Lewis got off one good burst from his torso-mounted large pulse laser that missed a patrol boat by thirty meters. Progressive flooding in the right torso froze the mech's right arm and left it twirling awkwardly. He would not be able to fire at the boats again. The left arm failed a moment later, either due to the torpedoes or flooding in the left torso.

The Clan warrior reckoned his cockpit was going to implode before the boats lined up for another attack run. Good. A few moments of silence (discounting the creaking and cracking coming from his cockpit's pressure hull) and then it would be over fairly quickly. He had heard some angry, pained shouts from elementals with punctured suits, so it would not be instant. But fast. Good.

A voice spoke in Lewis's earphones, "I rather liked this world-"

"DAMN!" Lewis was startled into un-Clan-like profanity.

Oh, right. Warrior Paul's Peregrine had fallen into the
Sunless Sea, too. The mechs' ultrasound secondary communications system enabled them to communicate underwater.

"Excuse me, Paul. It has been an honor serving with you." In the vids, there were always less awkward ways of saying that. Lewis could not remember any of those more fitting words or smooth lines. "But I agree. The cloud tops were…beautiful."

"Yes."

What else was there to say?

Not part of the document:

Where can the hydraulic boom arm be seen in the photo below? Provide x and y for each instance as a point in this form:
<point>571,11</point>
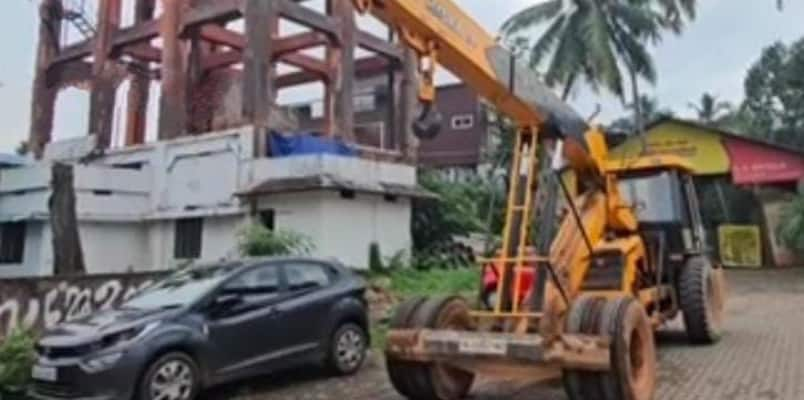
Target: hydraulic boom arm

Just wait for the inevitable-

Paul found something to say. "Star Commander," there was an audible 'crack' and sudden hissing over Paul's channel. "I know we have been in tight squeezes before, but this is ridiculous."

Then there was nothing else from Paul, and Lewis had to admit there were worse last words than a bad joke. Now, here he was, facing his own doom, and instead of pondering all his regrets in life, Lewis found himself with a smile on his face and regretting that he could not think of any similarly witty line for poster-

The Peregrine's front canopy panel blew in in one piece, interrupting Star Commander Lewis's final thought much more suddenly than he had expected.